China are targeting at least one Olympic gold medal in rowing at Tokyo 2020 before a target of two at Paris 2024 ©Getty Images

Sir Steve Redgrave, the high-performance director of China's national rowing team, has revealed the country are hoping to win an Olympic gold next year in Tokyo before achieving further success in the sport at Paris 2024.

The Briton was appointed as high-performance director by China last year, with the task of improving the standard of rowing in the country.

Sir Steve, winner of five consecutive Olympic gold medals in rowing between Los Angeles 1984 and Sydney 2000, was given responsibility for the Chinese national team's training programme.

He was also tasked with implementing a youth development programme and a coach training system.

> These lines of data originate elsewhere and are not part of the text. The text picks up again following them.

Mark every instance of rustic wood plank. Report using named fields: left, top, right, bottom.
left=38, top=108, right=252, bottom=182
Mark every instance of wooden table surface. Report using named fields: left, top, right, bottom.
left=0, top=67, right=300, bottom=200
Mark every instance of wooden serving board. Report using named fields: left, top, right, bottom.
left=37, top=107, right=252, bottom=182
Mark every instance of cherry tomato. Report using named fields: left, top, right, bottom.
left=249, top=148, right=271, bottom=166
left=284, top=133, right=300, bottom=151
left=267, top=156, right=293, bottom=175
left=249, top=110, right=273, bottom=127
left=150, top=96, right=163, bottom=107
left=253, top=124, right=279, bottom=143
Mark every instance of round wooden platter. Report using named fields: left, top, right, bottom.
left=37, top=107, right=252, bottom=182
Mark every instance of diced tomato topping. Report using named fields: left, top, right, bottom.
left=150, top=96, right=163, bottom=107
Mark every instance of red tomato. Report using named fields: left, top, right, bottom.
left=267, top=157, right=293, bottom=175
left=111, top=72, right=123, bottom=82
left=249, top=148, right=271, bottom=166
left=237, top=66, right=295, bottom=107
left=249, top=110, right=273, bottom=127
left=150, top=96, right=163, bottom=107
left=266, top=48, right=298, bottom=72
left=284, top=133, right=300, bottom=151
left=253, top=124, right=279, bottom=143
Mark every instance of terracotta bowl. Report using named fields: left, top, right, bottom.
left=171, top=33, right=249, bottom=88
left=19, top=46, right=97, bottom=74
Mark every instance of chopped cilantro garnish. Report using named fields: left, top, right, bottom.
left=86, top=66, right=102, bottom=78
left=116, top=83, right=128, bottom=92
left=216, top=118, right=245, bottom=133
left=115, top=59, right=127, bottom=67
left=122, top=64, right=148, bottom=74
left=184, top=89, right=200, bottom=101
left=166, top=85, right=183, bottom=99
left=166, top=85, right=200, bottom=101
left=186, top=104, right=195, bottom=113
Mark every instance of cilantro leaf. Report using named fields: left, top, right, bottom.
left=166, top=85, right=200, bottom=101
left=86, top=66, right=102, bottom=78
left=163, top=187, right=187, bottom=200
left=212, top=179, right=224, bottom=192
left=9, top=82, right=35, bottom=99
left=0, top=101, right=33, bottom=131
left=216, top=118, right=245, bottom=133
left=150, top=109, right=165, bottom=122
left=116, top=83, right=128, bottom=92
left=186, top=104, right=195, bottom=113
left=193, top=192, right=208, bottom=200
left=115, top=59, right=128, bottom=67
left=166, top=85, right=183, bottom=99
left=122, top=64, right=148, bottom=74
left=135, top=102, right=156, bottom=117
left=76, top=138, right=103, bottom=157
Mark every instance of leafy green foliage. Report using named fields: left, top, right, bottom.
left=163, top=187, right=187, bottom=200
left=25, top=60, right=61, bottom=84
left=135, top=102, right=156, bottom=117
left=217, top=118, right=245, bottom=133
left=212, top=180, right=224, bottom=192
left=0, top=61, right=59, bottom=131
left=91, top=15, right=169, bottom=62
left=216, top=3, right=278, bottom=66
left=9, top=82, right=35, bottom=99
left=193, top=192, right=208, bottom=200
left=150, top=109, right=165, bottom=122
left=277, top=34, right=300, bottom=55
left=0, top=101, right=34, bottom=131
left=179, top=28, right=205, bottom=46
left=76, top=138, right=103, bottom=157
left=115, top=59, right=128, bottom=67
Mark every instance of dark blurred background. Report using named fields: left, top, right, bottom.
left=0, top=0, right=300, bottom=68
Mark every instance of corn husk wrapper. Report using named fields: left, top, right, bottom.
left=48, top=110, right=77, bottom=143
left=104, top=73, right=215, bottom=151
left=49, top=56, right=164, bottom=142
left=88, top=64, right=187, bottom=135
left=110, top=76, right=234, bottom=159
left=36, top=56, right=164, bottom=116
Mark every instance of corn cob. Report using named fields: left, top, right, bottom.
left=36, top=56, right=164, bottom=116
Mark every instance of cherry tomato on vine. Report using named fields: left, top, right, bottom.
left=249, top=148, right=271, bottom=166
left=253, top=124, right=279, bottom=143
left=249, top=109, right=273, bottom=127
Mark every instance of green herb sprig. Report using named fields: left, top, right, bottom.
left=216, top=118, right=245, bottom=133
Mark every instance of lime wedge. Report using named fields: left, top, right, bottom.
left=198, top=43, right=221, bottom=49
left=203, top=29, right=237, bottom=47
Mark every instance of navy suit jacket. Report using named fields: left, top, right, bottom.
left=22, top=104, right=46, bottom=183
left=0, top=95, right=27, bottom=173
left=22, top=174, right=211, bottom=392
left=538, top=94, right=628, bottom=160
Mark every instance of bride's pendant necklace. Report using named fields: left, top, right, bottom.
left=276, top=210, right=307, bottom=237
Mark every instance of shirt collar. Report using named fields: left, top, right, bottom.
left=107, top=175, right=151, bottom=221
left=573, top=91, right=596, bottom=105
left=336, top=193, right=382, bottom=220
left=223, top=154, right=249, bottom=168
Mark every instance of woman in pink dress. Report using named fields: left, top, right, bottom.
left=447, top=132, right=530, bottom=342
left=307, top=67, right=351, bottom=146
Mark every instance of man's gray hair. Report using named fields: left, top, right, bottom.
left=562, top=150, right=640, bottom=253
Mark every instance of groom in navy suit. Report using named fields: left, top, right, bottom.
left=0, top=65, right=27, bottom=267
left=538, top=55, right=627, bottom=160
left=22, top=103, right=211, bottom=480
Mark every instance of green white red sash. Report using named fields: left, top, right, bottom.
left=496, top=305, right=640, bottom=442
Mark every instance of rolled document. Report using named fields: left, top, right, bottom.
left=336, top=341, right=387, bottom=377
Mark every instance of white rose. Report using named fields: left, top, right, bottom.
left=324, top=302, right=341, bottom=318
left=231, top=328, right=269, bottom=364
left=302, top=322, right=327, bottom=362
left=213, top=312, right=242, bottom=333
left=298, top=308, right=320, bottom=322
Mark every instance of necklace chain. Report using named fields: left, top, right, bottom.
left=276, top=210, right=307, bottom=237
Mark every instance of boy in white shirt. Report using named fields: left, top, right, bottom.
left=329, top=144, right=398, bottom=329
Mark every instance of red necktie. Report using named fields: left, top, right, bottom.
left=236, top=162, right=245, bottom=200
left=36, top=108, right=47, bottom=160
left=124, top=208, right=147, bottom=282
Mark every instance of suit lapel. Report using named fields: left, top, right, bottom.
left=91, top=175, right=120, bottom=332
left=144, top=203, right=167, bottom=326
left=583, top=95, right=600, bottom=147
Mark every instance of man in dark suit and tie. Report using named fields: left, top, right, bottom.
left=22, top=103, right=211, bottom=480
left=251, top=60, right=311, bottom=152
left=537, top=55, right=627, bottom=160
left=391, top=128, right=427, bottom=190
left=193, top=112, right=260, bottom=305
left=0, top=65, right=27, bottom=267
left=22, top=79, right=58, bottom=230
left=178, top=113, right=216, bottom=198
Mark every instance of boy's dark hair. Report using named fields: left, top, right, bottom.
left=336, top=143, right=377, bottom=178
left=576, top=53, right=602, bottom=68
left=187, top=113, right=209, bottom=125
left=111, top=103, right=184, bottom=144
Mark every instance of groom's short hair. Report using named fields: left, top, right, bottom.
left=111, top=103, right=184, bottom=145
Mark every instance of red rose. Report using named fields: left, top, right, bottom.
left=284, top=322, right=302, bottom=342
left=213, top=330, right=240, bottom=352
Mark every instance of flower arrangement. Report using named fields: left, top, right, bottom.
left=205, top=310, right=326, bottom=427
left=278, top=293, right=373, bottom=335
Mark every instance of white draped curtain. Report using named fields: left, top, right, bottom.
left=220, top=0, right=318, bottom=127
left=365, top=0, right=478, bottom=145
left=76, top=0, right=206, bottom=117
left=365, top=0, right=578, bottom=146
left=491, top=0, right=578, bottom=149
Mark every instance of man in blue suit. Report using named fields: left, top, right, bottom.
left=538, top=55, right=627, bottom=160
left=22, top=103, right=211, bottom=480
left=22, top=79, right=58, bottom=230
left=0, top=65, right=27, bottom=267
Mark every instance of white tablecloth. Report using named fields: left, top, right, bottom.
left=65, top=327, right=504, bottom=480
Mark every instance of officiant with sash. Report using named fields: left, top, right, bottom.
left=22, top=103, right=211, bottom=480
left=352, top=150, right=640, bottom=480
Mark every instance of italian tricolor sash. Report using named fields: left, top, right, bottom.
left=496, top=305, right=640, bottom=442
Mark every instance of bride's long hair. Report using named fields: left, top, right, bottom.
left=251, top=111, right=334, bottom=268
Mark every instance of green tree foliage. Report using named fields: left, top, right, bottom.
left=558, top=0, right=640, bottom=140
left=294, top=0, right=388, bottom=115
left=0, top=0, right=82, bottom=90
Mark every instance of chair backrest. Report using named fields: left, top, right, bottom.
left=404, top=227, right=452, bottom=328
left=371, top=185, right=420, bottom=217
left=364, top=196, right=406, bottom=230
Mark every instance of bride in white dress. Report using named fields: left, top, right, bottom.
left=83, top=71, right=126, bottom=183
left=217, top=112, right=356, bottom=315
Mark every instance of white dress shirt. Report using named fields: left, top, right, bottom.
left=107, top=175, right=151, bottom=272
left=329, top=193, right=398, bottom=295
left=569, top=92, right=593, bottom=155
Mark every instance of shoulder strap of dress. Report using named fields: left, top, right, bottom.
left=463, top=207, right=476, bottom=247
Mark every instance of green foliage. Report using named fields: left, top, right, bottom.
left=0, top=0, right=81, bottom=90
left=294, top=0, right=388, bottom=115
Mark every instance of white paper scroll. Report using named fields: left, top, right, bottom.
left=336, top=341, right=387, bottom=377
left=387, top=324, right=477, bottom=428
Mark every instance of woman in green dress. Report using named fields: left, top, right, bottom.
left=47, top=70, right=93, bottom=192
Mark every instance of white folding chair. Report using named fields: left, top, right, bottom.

China have only earned one Olympic rowing gold medal, which came in the women's quadruple sculls event at Beijing 2008.

The country has won nine Olympic rowing medals in all, including two bronze medals at Rio 2016.

"The Olympic Games in Tokyo are, of course, an important step in our strategy and China wants to win a gold Olympic medal there,” Sir Steve told Reuters.

"The first goal now is to win gold at the Olympics outside China.

"But the main goal is two titles in Paris in 2024."

Britain's Sir Steve Redgrave became China's high performance director last year ©Getty Images
Britain's Sir Steve Redgrave became China's high performance director last year ©Getty Images

China enjoyed an impressive start to this year's Rowing World Cup season in Plovdiv, with the event taking place at the Bulgarian venue earlier this month.

The country claimed gold in the in the women’s and men’s double sculls, the lightweight women’s double sculls and the women’s quadruple sculls.

Sir Steve retired from competitive rowing after winning the coxless four event at Sydney 2000.

He also won nine World Championship titles during an illustrious career which has seen him become widely considered as one of the greatest rowers in history.

Sir Steve was one of the final Torchbearers for the London 2012, carrying the Torch into the Olympic Stadium during the event's Opening Ceremony.

He was appointed a Knight Bachelor for services to rowing in the Queen's 2001 New Year's Honours list.